Networks Debate Age Groups' Value to Advertisers
Nielsen data show that 51 percent of the sought-after "young affluent audience" -- 18- to 34-year-olds living in households that make more than $75,000 per year -- are dependent on someone else's money.
The demographic gets poorer as it gets younger, said one advertising buyer.
"The 18-to-24 group doesn't have a lot of discretionary income," said Shari Ann Brill, a media buyer for Carat USA. "They're in school, so [Moonves] does have a point. But that younger [group] is very good for movies and fast food [advertising], though, yes, to a certain extent, it is their parents' money."
NBC, which has seen its lead in 18- to 49-year-old viewers shrink to gains by CBS and Fox, fights back with Nielsen data of its own, showing that NBC still wins both 18-to-49 and 25-to-54 audiences if CBS's 90 million Super Bowl viewers and its other prime-time sports audiences are factored out. Excluding sports, Fox is a close third in younger viewers, with ABC lagging in fourth. Neither network is close to NBC and CBS in the 25-to-54 age group.
During Monday's NBC presentation, NBC Universal Television Group president Jeff Zucker predicted that "Friends" spinoff "Joey" would help the network retain its lead among younger viewers, which he touted as highly valuable.

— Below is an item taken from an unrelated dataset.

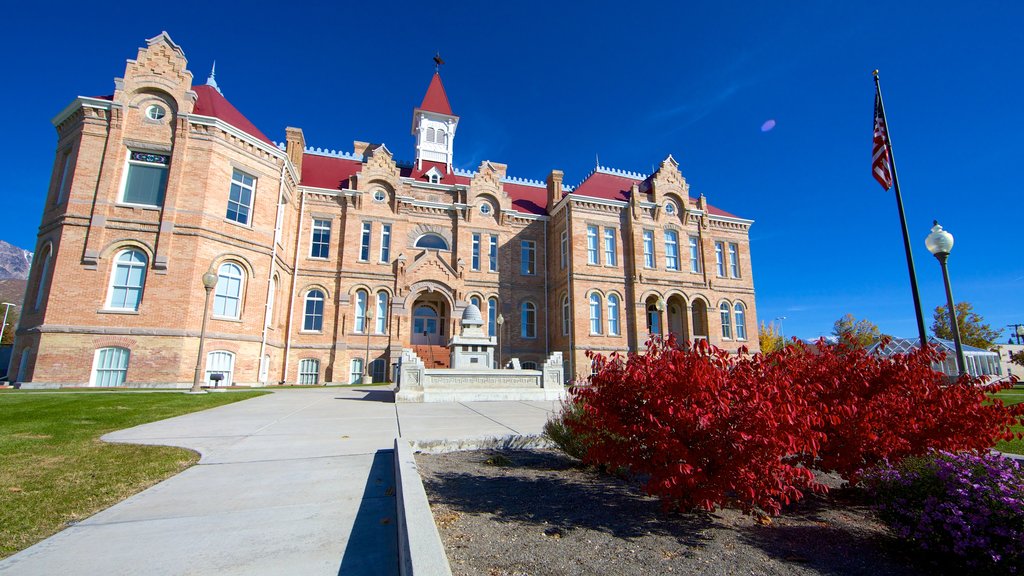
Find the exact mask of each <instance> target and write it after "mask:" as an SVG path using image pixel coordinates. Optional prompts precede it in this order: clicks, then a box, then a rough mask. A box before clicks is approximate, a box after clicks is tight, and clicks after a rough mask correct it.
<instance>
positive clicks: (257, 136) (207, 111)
mask: <svg viewBox="0 0 1024 576" xmlns="http://www.w3.org/2000/svg"><path fill="white" fill-rule="evenodd" d="M193 90H195V92H196V94H198V95H199V99H197V100H196V108H195V109H193V114H198V115H200V116H212V117H214V118H217V119H219V120H223V121H224V122H226V123H228V124H230V125H231V126H234V127H236V128H238V129H240V130H242V131H243V132H245V133H247V134H249V135H250V136H253V137H256V138H259V139H261V140H263V141H264V142H266V143H268V145H270V146H273V142H271V141H270V138H268V137H266V136H265V135H263V132H260V131H259V128H257V127H256V126H255V125H254V124H253V123H252V122H250V121H249V119H248V118H246V117H245V116H243V115H242V113H241V112H239V110H238V109H237V108H234V107H233V106H231V102H229V101H227V98H225V97H224V96H223V94H221V93H220V92H218V91H217V89H216V88H214V87H213V86H207V85H206V84H202V85H200V86H193Z"/></svg>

NBC's big footprint in the 18-to-49 demographic is Donald Trump's "The Apprentice," which Zucker said solidified the hold on young viewers the network feared would be lost with the exit of "Friends."
"We listen to our customers, and they consistently tell us that the 18-to-49 viewers are the most valued audience in television," Randel A. Falco, NBC Universal Television Networks Group president, said in an interview yesterday. "NBC can deliver that demographic better than any network."
Advertisers in search of youth don't always act expectedly. Suppose "Show A" has 5 million viewers ages 18-49 and 1 million 50 and older, for a total of 6 million viewers. "Show B" also has 5 million 18- to 49-year-old viewers but 5 million who are 50 and older, for a total of 10 million viewers.
Common sense would suggest that advertisers should pick "Show B," which delivers the younger audience plus 5 million bonus viewers. But they do not. They pick "Show A" -- and pay more for it -- because a greater percentage of the show's total viewership is younger, said David Poltrack, vice president for research at CBS and UPN, its sister network. This is where NBC has long bested CBS, which always has had more total viewers than NBC.
Consider Fox's "The Simpsons" versus CBS's "Without a Trace." According to Nielsen's most recent ratings, "The Simpsons" ranks 28th among 18- to 49-year-olds. "Without a Trace" ranks 20th in the same age group. Yet, "The Simpsons" demands $278,000 for a 30-second commercial, according to Nielsen's pricing survey, and "Without a Trace" gets only $173,000.
"It's an illogical aspect of the marketplace caused by a lot of people chasing these younger-skewing shows," Poltrack said.